Our meat was seal and walrus, marine mammals that live in cold water and have lots of fat. We used seal oil for our cooking and as a dipping sauce for food. We had moose, caribou, and reindeer. We hunted ducks, geese, and little land birds like quail, called ptarmigan. We caught crab and lots of fish — salmon, whitefish, tomcod, pike, and char. Our fish were cooked, dried, smoked, or frozen. We ate frozen raw whitefish, sliced thin. The elders liked stinkfish, fish buried in seal bags or cans in the tundra and left to ferment. And fermented seal flipper, they liked that too.”

Answered by Anonymous
3

Answer:Inuit Food Sources

Hunted meats:

Sea mammals such as walrus, seal, and whale. Whale meat generally comes from the beluga whale and the bowhead whale. The latter is able to feed an entire community for nearly a year from its meat, blubber, and skin. Inuit hunters most often hunt juvenile whales which, compared to adults, are safer to hunt and have tastier skin. Ringed seal and bearded seal are the most important aspect of an Inuit diet and is often the largest part of an Inuit hunter's diet.

Land mammals such as caribou, polar bear, and muskox

Birds and their eggs

Saltwater and freshwater fish including sculpin, Arctic cod, Arctic char, capelin and lake trout.

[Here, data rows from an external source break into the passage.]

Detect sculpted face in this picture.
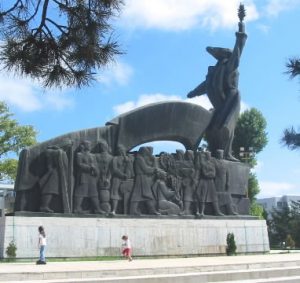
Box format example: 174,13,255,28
206,46,232,60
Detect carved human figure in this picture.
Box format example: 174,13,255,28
187,17,247,161
74,140,105,214
95,140,113,212
110,146,133,215
159,152,183,210
130,147,160,215
152,170,181,215
39,146,70,213
179,150,195,215
196,151,224,216
215,149,238,215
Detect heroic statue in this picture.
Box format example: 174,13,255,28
196,151,223,217
15,5,250,218
39,146,70,212
187,5,247,161
74,140,105,213
110,146,134,215
130,147,160,215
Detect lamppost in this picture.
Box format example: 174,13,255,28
239,147,254,163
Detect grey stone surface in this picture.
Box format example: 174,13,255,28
0,254,300,283
187,9,247,160
0,216,269,258
15,8,249,218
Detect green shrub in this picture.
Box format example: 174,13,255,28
226,233,236,255
6,241,17,259
285,234,295,249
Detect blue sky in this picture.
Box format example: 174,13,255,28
0,0,300,200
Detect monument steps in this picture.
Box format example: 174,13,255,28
0,256,300,283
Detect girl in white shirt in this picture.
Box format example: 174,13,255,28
122,235,132,261
37,226,47,264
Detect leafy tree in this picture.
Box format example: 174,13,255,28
269,201,300,250
232,108,268,218
0,101,36,181
281,58,300,150
269,206,293,246
0,0,122,87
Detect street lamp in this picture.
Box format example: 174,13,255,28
239,147,254,163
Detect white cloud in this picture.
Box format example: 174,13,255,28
240,101,250,113
98,61,133,86
251,160,264,173
132,141,185,154
0,71,74,112
265,0,300,16
258,181,299,198
121,0,258,31
257,24,271,34
0,77,42,112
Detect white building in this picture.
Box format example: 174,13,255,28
256,195,300,220
0,183,15,217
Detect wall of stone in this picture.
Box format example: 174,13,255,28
0,216,269,258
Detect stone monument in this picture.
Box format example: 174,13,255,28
0,5,267,256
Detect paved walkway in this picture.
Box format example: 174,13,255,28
0,253,300,276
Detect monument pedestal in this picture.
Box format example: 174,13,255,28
0,215,269,258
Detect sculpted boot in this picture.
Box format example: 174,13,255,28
212,201,224,216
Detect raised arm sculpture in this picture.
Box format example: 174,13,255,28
187,4,247,161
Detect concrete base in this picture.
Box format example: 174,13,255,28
0,216,269,258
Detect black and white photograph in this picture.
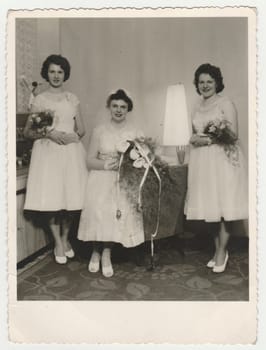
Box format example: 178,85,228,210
8,8,256,343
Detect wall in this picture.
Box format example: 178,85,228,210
59,18,248,154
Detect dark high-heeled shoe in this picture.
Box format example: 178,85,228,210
54,249,67,265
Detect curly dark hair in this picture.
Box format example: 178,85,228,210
106,89,133,112
41,55,70,81
194,63,224,95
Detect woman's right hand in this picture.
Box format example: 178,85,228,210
46,130,66,145
46,130,79,145
189,134,212,147
104,159,119,170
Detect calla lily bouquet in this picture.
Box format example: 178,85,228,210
30,110,55,135
117,137,176,246
204,119,239,165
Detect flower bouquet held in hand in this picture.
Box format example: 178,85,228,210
30,110,55,136
204,119,238,165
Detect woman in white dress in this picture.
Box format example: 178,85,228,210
78,89,144,277
24,55,87,264
185,64,248,273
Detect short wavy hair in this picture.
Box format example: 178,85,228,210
194,63,224,95
106,89,133,112
41,55,71,81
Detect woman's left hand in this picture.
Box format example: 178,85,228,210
190,134,212,147
60,132,79,145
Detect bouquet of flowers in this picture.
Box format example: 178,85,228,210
203,119,238,165
117,138,186,241
30,110,54,136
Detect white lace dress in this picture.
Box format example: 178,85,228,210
78,122,144,247
185,97,248,222
24,92,87,211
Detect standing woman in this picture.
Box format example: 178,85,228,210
185,64,248,273
24,55,87,264
78,89,144,277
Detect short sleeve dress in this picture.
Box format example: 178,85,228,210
185,96,248,222
24,92,87,212
78,122,144,247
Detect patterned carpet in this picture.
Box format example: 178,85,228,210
17,237,249,301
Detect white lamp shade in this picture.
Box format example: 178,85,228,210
163,84,191,146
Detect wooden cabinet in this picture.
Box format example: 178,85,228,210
16,174,49,262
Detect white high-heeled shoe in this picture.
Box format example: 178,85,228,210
101,255,114,278
206,259,216,269
65,248,75,259
212,251,229,273
88,252,100,273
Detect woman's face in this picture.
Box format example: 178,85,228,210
109,100,128,123
198,73,216,99
48,63,65,88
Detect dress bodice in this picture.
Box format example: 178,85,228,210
32,92,79,133
192,96,229,133
95,122,143,159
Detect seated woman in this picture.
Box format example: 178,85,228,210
78,89,144,277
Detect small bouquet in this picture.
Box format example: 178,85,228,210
30,110,55,136
203,119,238,165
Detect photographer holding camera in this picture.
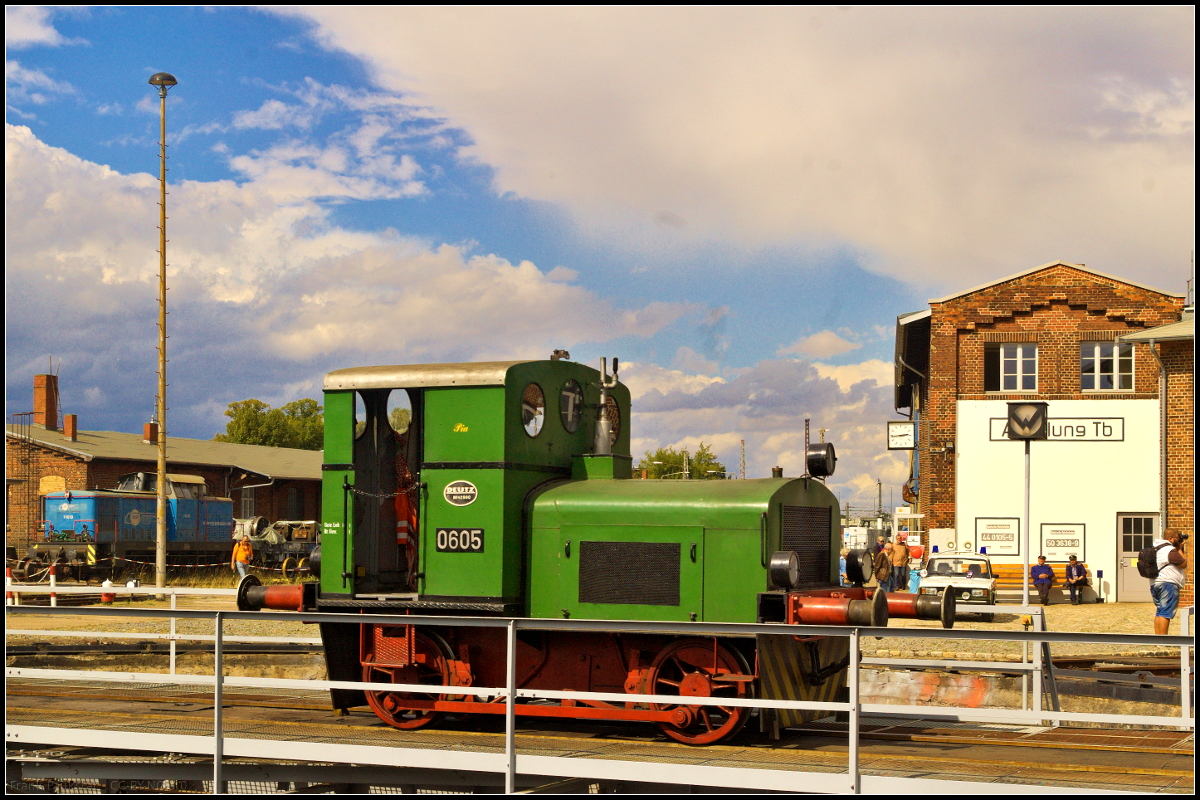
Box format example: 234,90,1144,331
1150,528,1188,636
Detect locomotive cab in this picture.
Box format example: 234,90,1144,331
320,361,631,606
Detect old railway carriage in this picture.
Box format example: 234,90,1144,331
239,360,902,744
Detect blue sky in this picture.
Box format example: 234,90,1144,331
5,7,1194,498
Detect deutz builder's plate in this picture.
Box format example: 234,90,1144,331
442,481,479,506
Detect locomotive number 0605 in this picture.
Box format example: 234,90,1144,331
437,528,484,553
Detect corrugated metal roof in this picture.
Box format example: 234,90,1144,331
1117,317,1196,342
6,425,323,481
325,361,528,390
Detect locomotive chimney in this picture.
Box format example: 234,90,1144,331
34,374,59,431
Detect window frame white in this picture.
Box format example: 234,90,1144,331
241,487,254,519
984,342,1040,395
1079,339,1138,393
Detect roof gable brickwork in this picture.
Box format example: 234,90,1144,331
930,263,1183,330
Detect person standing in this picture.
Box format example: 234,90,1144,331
1030,555,1054,606
1150,528,1188,636
229,534,254,579
874,542,892,591
1067,555,1087,606
892,542,908,591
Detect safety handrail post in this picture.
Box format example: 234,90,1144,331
170,589,175,675
504,619,517,794
1030,614,1045,711
1180,606,1195,730
212,612,224,794
846,627,862,794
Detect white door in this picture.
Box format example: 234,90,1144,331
1117,513,1158,603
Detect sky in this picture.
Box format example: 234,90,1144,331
5,6,1195,504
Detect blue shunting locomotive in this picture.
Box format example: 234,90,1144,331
26,473,234,578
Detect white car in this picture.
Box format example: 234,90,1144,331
918,555,996,622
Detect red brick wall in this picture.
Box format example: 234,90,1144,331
918,264,1190,556
1158,342,1195,606
5,437,89,557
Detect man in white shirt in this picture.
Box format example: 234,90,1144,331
1150,528,1187,636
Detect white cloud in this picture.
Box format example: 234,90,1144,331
5,125,700,361
622,360,908,503
287,6,1194,285
775,331,863,359
812,359,895,392
620,361,725,404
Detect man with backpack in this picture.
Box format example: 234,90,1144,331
1138,528,1187,636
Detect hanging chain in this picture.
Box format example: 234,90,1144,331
347,431,418,500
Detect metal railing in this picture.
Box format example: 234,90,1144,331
6,599,1195,794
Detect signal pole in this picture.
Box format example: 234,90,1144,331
150,72,179,589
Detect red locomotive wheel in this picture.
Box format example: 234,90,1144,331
647,639,754,745
362,631,452,730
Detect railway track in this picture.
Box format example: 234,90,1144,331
5,638,1180,678
7,697,1194,794
6,675,1194,757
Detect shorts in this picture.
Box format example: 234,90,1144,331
1150,583,1180,619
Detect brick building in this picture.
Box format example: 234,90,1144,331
895,261,1194,601
1121,309,1196,606
5,375,322,548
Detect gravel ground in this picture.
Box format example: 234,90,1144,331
6,587,1180,661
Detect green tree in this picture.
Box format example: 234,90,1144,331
637,441,726,480
212,397,325,450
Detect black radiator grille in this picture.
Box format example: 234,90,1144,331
782,506,833,585
580,542,682,606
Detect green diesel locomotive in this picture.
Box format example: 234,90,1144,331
239,354,936,744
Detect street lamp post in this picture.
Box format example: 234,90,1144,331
150,72,179,589
1006,402,1050,607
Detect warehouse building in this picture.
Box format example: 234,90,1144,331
895,261,1194,602
5,374,322,551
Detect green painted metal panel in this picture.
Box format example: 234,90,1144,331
703,529,767,622
528,479,840,622
425,386,504,463
542,525,704,621
324,392,354,464
320,392,354,594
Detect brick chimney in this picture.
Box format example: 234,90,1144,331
34,374,59,431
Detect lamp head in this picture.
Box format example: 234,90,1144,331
150,72,179,97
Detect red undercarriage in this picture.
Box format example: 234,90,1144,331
348,588,931,745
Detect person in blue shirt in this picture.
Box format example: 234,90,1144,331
1030,555,1054,606
1067,555,1087,606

While it is not possible to cultivate native plants for food in the Arctic, Inuit have traditionally gathered those that are naturally available, including:

Berries including crowberry and cloudberry

Herbaceous plants such as grasses andfireweed

Tubers and stems including mousefood, roots of various tundra plants which are cached by voles in underground burrows.

Roots such as tuberous spring beauty and sweet vetch

Seaweed

They also eat all parts of the animals, including stomach contents.

From the same article:

"Traditional Inuit diets derive approximately 50% of their calories from fat, 30-35% from protein and 15-20% of their calories from carbohydrates, largely in the form of glycogen from the raw meat they consumed. This high fat content provides valuable energy and prevents protein poisoning, which historically was sometimes a problem in late winter when game animals grew lean through winter starvation. It has been suggested that because the fats of the Inuit's wild-caught game are largely monounsaturated and rich in omega-3 fatty acids, the diet does not pose the same health risks as a typical Western high-fat diet. However, actual evidence has shown that Inuit have a similar prevalence of coronary artery disease as non-Inuit populations and they have excessive mortality due to cerebrovascular strokes, with twice the risk to that of the North American population."

The Inuit are adapted to their environment. Though they were the last group to cross into the Americas about 10,000 years ago. They originated in Eastern Siberia, and were adapted to conditions on the tundra and coasts of Siberia.